With cells growing, oxygen consumption exceeds the maximum oxygen transfer capacity, which becomes a limiting factor for cell growth (Van Hoek, 1998). Thus, a solution for microbes to receive an adequate amount of oxygen is by decreasing the specific growth rate and amount of oxygen consumption. Usually, DO-stat can be used to reduce the high rate of oxygen consumption because it can control dissolved oxygen at a constant value using fed substrate at a specific rate. Once the carbon source is exhausted in the logarithmic growth phase, the O2 value rapidly increases due to cell death from hypoxia. If the carbon source was fed timely, the O2 value decreases as the cells re-utilize carbon source and restore growth. Subsequently, a constant DO level can be maintained by continuous feeding and keep a balance between oxygen consumption and supply. The DO-stat strategy typically works well in a defined media where nutrient depletion results in cell death and a rapid elevating DO (Picotto et al., 2017). Many authors have used the DO-stat feeding strategy to achieve high yield. The DO-stat fed-batch fermentation strategy was used to produce tyrosine phenol lyase by recombinant Escherichia coli , the final biomass was 35.6 g/L, and the volumetric activity reached 12292 U/L after 30 h cultivation (Kawaguchi et al., 2019a). The DO-stat feeding strategy was a promising strategy together with the use of ammonium hydroxide for pH control to improve P(3HB) volumetric productivity (Cruz, Gouveia, Dionísio, Freitas, & Reis, 2019). This particular method has been widely used in the aerobic culture to produce highly valuable chemicals and biofuels.

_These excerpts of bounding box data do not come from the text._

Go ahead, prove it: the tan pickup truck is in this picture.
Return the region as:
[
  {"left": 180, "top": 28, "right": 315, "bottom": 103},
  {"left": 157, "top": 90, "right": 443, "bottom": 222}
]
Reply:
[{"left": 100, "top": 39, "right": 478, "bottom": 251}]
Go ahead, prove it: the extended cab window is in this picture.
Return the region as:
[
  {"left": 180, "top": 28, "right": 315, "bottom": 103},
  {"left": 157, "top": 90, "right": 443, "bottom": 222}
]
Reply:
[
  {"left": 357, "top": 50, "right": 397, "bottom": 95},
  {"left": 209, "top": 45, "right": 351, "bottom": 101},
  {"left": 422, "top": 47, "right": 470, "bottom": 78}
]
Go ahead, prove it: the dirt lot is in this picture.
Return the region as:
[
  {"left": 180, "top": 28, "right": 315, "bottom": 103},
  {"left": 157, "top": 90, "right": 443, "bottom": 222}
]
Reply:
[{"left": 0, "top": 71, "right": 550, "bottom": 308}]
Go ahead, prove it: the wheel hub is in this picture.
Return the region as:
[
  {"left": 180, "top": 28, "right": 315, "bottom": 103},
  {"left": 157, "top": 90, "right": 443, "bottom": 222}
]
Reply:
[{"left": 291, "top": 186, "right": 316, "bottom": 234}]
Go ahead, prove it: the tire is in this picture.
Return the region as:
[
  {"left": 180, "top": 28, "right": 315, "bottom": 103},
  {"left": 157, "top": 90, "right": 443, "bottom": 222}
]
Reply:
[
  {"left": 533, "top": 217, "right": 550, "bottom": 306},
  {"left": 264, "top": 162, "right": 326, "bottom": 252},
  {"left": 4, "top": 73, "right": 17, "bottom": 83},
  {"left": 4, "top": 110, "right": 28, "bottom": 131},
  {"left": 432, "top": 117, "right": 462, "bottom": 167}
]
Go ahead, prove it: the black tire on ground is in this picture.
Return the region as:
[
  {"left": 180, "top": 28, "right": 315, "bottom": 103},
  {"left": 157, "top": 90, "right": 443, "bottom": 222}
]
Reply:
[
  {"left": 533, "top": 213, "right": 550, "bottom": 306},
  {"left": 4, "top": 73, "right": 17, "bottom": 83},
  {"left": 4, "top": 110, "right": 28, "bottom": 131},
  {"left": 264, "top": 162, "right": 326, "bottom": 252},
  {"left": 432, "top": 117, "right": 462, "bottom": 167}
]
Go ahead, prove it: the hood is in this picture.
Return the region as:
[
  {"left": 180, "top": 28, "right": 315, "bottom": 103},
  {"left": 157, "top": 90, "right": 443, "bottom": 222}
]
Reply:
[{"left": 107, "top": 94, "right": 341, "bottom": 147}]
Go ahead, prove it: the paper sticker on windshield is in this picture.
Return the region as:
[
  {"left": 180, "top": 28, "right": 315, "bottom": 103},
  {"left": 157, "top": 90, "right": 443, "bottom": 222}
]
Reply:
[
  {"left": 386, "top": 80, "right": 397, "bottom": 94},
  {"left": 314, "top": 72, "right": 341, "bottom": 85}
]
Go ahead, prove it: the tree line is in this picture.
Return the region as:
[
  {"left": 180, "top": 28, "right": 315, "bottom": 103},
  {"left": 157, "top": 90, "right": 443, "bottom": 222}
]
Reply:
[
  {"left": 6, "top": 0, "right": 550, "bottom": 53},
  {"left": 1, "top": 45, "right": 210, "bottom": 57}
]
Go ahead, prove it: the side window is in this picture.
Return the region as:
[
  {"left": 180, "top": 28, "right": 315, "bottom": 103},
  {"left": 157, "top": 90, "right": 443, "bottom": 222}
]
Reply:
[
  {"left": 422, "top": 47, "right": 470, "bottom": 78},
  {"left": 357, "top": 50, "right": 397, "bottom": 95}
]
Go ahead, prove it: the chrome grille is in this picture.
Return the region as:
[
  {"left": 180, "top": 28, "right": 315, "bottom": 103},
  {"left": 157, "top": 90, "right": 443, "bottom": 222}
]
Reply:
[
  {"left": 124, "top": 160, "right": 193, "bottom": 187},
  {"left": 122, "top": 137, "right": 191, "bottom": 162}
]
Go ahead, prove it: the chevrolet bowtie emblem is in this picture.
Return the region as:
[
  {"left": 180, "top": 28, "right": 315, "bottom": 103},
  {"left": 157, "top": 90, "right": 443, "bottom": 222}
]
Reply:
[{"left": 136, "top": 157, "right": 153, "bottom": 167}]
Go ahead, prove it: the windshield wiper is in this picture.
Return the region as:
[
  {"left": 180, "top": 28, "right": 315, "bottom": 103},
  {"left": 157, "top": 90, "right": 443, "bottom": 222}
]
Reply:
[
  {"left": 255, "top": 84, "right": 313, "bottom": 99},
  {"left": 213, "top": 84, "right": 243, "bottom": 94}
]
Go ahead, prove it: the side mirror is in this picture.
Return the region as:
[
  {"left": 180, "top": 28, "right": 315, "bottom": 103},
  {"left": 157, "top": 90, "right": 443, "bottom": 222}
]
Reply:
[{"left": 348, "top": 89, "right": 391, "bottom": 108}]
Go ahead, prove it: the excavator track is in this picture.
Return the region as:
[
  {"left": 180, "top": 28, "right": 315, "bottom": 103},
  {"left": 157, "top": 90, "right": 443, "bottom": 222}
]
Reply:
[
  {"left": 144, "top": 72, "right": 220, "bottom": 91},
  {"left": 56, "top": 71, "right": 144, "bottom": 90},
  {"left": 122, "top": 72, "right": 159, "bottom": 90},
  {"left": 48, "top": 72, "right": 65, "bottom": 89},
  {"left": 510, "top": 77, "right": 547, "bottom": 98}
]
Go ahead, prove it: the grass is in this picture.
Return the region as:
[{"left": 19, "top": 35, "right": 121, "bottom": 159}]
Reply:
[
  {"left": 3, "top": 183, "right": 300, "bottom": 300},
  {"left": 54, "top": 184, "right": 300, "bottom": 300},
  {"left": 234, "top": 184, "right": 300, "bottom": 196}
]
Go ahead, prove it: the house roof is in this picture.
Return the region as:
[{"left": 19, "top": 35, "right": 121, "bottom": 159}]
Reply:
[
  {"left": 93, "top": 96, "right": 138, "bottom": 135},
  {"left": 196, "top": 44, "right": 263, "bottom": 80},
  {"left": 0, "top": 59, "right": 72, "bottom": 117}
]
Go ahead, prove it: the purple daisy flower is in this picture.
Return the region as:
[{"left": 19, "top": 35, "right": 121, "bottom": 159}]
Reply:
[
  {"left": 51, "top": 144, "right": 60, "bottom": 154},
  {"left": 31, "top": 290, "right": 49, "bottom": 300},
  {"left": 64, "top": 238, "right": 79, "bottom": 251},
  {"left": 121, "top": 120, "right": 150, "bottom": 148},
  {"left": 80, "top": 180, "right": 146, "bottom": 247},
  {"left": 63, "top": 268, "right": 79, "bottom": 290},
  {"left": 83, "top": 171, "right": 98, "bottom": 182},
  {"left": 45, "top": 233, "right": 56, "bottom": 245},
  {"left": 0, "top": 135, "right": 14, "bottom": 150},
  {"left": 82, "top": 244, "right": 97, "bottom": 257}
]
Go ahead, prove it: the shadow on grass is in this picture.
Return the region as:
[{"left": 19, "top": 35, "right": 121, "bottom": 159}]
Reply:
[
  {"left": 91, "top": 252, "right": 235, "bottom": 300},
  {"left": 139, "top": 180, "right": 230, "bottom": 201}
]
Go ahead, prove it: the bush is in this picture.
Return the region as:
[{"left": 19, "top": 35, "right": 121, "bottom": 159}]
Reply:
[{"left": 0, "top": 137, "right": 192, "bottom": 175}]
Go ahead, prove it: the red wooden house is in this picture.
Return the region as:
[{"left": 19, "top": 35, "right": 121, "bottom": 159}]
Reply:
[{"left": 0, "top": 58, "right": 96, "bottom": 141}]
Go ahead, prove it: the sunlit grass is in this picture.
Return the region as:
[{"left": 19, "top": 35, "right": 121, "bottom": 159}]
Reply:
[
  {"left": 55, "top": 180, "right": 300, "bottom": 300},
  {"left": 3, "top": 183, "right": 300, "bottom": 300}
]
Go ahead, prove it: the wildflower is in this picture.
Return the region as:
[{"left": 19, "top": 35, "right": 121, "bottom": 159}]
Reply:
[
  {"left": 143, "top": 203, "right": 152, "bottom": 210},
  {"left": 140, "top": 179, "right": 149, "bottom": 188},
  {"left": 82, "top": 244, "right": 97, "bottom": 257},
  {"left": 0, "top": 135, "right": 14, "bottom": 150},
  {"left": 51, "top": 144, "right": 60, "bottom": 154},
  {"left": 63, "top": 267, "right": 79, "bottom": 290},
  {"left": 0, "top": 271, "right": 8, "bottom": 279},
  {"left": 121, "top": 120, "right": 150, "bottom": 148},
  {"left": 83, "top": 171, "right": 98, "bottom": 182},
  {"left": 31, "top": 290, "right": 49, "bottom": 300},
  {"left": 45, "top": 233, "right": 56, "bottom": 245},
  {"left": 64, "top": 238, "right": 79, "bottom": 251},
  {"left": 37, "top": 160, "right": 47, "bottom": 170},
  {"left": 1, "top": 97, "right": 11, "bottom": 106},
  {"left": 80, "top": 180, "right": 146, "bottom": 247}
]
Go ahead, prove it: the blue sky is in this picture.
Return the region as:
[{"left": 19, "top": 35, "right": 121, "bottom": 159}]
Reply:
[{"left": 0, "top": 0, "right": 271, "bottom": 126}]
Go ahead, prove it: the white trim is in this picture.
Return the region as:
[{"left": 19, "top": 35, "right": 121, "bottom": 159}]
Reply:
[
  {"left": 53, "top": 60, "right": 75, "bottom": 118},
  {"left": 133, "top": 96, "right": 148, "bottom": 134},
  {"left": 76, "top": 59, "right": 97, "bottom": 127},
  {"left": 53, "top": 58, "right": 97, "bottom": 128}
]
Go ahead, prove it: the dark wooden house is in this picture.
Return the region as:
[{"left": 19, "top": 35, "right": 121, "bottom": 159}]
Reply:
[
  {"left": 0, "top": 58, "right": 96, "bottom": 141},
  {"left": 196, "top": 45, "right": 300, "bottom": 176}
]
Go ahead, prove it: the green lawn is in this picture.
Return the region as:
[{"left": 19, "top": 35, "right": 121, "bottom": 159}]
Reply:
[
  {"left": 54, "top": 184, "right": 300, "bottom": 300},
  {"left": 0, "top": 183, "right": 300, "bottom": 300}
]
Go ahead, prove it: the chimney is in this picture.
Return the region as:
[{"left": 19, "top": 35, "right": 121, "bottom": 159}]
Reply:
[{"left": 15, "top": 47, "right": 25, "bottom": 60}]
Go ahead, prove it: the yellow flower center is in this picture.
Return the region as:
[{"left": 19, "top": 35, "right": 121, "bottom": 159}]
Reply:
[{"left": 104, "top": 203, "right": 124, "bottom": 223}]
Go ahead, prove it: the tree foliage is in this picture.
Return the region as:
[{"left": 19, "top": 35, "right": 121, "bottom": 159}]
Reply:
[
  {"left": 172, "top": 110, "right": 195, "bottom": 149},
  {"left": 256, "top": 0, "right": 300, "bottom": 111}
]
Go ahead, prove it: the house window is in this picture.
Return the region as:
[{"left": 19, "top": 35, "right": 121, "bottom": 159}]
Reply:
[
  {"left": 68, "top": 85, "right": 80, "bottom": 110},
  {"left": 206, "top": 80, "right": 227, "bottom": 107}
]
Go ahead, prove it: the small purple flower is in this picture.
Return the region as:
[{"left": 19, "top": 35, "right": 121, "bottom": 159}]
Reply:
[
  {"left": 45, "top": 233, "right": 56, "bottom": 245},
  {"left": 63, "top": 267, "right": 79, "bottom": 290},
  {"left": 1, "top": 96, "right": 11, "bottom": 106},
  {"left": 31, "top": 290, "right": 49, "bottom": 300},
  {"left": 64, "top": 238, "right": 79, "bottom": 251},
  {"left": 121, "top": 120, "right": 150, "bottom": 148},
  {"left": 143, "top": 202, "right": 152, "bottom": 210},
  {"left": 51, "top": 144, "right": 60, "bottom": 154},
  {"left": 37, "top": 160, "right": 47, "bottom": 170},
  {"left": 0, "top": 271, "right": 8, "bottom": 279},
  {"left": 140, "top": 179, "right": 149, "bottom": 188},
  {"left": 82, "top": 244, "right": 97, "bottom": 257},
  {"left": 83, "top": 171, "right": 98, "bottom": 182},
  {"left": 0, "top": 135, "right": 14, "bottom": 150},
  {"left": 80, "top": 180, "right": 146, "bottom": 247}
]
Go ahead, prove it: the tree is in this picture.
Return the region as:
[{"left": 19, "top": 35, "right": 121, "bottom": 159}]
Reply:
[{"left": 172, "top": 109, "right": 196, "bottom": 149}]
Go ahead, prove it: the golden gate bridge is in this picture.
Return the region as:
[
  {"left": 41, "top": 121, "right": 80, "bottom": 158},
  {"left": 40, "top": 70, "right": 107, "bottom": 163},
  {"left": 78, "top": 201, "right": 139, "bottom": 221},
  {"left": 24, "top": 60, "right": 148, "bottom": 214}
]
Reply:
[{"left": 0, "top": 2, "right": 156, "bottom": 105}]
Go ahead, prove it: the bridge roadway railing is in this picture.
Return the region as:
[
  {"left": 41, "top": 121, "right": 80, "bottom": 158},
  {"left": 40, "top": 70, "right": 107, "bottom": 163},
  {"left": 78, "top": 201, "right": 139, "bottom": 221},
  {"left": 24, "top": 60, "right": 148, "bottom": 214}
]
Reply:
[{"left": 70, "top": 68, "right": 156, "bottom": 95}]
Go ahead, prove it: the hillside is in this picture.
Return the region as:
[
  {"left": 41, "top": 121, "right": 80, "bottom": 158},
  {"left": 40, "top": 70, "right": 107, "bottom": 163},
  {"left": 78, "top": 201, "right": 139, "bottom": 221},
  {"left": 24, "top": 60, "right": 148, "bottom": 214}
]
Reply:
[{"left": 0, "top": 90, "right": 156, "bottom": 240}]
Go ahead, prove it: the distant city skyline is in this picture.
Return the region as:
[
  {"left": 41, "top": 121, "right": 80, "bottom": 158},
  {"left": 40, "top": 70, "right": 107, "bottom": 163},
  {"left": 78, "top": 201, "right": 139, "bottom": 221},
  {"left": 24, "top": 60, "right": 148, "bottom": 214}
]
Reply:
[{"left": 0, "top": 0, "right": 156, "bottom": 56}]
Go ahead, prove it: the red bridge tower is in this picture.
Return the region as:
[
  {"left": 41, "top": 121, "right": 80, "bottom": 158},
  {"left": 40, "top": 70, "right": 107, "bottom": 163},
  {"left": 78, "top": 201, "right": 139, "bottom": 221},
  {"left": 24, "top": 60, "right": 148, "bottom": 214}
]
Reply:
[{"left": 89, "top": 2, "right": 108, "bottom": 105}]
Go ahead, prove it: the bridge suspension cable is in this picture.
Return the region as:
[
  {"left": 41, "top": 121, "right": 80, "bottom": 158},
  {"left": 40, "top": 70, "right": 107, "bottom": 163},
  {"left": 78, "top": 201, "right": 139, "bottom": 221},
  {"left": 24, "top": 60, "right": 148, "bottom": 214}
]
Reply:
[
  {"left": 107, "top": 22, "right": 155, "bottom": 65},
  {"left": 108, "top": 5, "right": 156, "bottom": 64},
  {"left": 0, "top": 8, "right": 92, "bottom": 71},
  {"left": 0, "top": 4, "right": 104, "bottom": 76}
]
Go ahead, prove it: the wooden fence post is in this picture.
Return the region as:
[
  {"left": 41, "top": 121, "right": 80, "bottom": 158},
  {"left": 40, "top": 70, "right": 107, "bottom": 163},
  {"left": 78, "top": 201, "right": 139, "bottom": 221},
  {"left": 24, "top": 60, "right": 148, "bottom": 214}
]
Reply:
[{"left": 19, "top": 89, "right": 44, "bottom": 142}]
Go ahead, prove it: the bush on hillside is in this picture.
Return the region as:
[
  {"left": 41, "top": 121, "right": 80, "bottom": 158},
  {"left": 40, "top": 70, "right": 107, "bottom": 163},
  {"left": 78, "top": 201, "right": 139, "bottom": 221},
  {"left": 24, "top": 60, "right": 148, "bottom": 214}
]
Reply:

Our laboratory has previously constructed an engineered β-carotene producing strain of Y. lipolytica . The purpose of this study was to develop a DO-stat culture strategy to improve biomass and β-carotene yield. The changes of ATP and NADP+/NADPH during culture process was also explored. A simple kinetic model relating the cell growth to the limiting substrate (glucose) and major product (β-carotene) was constructed. This study established an effective method to increase the yield of β-carotene and provides a new vehicle for the industrialized β-carotene production.